Martin Edwards: The feedback from Conventions – and I attend a lot of Conventions! – is that they are a pretty broad range of people. It is probably impossible to pigeonhole them. One of the interesting things about people is that their range is enormous. There is no set group of readers.
LEJ: Why did you choose the Lake District for your latest series of novels?
Martin Edwards: I was interested in writing a series that was quite different to my previous series, the Harry Devlin series, and Took My Breath Away. All of those had a legal background. I wanted something quite distinct from that. I had explored a rural background in a short story some years ago. I enjoyed writing that and it made me think. I know the Lake District passibly well and, although it is a popular place, it has never featured in a series of crime novels. So I thought it would be an attractive start to use this as the background to a developing relationship over a number of books.
LEJ: Do you work like a puppetmaster, creating strong characters and then letting the plot develop from their interaction?
Martin Edwards: I think all of the books have got that, and something less fashionable, a good plot, a strong mystery. But in terms of the characters I don’t know the course that this relationship between Hannah and Daniel will take. It moves on with each book. It is a question of seeing what comes naturally to each story. That’s part of the appeal – not writing to numbers but seeing how it feels.
LEJ: What’s been the reaction in the Lake District to these novels: have they been thrilled or not?
Martin Edwards: It’s been very positive. People are interested and curious. They’re very helpful.
LEJ: What can you tell me about the third book in the series, The Arsenic Labyrinth, without giving anything away?
Martin Edwards: The third is set in Coniston. It involves a rather mysterious character called Guy, who is returning to the Lake District after an absence of ten years.

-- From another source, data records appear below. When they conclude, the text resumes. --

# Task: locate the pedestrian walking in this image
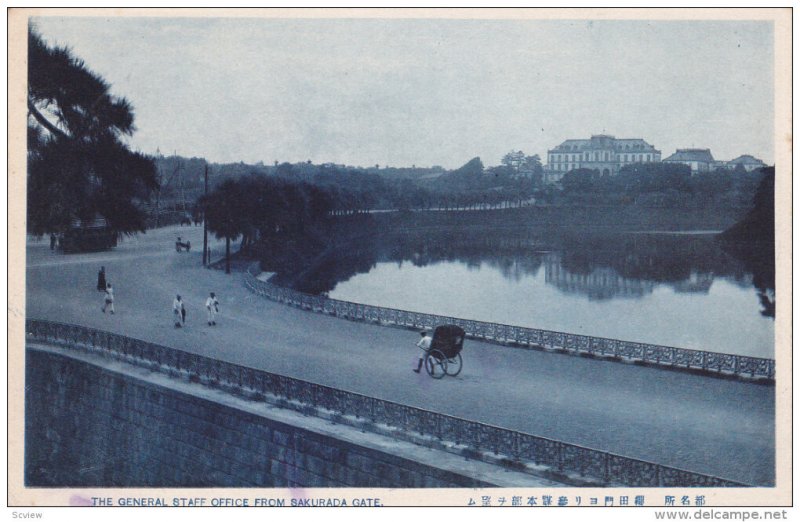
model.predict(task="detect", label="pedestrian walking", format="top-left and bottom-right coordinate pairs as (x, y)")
top-left (101, 283), bottom-right (115, 314)
top-left (173, 295), bottom-right (184, 328)
top-left (97, 266), bottom-right (106, 291)
top-left (50, 233), bottom-right (57, 250)
top-left (413, 330), bottom-right (432, 373)
top-left (205, 292), bottom-right (219, 326)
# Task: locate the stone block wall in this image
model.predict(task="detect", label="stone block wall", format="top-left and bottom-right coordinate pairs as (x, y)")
top-left (25, 349), bottom-right (492, 488)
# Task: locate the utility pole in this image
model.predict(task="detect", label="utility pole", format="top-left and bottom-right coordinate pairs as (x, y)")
top-left (154, 149), bottom-right (162, 228)
top-left (202, 164), bottom-right (209, 266)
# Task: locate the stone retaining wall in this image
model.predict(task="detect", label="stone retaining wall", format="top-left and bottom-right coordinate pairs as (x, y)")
top-left (25, 348), bottom-right (494, 488)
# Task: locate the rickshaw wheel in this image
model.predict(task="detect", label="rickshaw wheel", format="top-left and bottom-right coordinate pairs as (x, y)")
top-left (425, 350), bottom-right (448, 379)
top-left (445, 353), bottom-right (463, 376)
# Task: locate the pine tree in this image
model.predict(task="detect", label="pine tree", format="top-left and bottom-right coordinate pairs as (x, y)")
top-left (27, 27), bottom-right (157, 238)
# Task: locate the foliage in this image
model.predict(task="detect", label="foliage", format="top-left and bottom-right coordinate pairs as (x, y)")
top-left (560, 168), bottom-right (600, 193)
top-left (719, 167), bottom-right (775, 317)
top-left (616, 162), bottom-right (692, 194)
top-left (200, 175), bottom-right (334, 246)
top-left (556, 161), bottom-right (762, 208)
top-left (26, 27), bottom-right (157, 237)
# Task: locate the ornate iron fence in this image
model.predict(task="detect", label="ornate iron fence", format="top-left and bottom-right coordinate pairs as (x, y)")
top-left (26, 319), bottom-right (747, 487)
top-left (244, 263), bottom-right (774, 381)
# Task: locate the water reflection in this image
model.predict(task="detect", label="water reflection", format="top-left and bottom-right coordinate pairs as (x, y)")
top-left (544, 254), bottom-right (657, 300)
top-left (296, 229), bottom-right (769, 309)
top-left (283, 227), bottom-right (774, 355)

And it is also the tenth anniversary of the disappearance of a young woman. Hers was a case that Hannah had been involved with, in investigating her disappearance. And the case is reopened at the behest of a journalist who seems to know more about the case than a journalist should do. Daniel is experiencing problems with Miranda [his partner] and writing a book about [the art historian and critic, Samuel] Ruskin.

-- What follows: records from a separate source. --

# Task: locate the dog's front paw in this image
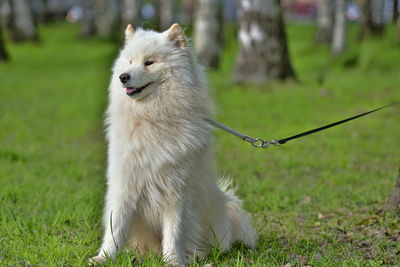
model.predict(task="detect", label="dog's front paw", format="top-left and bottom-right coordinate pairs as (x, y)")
top-left (88, 255), bottom-right (107, 265)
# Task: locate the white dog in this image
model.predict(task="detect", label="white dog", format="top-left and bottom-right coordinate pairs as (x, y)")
top-left (90, 23), bottom-right (257, 266)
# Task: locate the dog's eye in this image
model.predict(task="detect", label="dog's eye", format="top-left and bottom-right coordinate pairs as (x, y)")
top-left (144, 61), bottom-right (154, 66)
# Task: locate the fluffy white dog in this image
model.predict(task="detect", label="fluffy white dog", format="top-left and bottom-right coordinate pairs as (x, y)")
top-left (90, 23), bottom-right (257, 266)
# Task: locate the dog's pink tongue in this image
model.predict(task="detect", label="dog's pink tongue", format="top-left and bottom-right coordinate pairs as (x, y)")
top-left (126, 87), bottom-right (135, 94)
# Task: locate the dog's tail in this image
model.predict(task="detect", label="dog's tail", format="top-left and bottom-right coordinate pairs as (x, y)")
top-left (219, 179), bottom-right (258, 248)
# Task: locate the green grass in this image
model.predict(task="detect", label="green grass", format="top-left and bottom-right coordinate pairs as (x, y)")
top-left (1, 22), bottom-right (399, 266)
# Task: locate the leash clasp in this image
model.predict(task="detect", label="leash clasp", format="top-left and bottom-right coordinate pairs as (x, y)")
top-left (243, 137), bottom-right (280, 149)
top-left (270, 139), bottom-right (281, 147)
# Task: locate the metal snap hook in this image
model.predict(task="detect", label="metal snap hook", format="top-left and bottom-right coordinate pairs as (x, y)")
top-left (270, 140), bottom-right (281, 146)
top-left (262, 140), bottom-right (270, 149)
top-left (252, 138), bottom-right (265, 148)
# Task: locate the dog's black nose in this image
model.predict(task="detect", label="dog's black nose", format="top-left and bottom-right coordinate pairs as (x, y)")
top-left (119, 73), bottom-right (131, 84)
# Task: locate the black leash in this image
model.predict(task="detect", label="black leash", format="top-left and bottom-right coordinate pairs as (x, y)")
top-left (278, 101), bottom-right (400, 145)
top-left (206, 101), bottom-right (400, 149)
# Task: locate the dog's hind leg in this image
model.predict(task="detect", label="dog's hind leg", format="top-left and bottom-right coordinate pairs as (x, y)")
top-left (225, 191), bottom-right (257, 248)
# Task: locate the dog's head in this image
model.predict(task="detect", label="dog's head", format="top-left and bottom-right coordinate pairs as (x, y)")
top-left (113, 23), bottom-right (189, 101)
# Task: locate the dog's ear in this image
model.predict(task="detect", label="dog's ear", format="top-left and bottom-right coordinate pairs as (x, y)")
top-left (166, 23), bottom-right (186, 49)
top-left (125, 24), bottom-right (135, 40)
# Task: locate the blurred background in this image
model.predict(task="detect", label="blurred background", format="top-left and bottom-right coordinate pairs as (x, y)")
top-left (0, 0), bottom-right (399, 70)
top-left (1, 0), bottom-right (400, 265)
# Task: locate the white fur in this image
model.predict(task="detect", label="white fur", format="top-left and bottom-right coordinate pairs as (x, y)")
top-left (90, 24), bottom-right (257, 266)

LEJ: Have the characters remained true to your original conception of the series?
Martin Edwards: No. Daniel was meant to be the main character. Hannah has become much more important, possibly more significant than Daniel – though their relationship is central. This illustrates the truth that you create the characters but what happens from there is not actually what you expected.
LEJ: How have you managed to combine legal writing and crime novels?
Martin Edwards: Legal writing and fiction writing are poles apart. What I think I would say is that the analytical skills that a lawyer needs to have are pretty helpful and relevant when it comes to constructing a plot that hangs together and to setting up an elaborate mystery that doesn’t fall apart.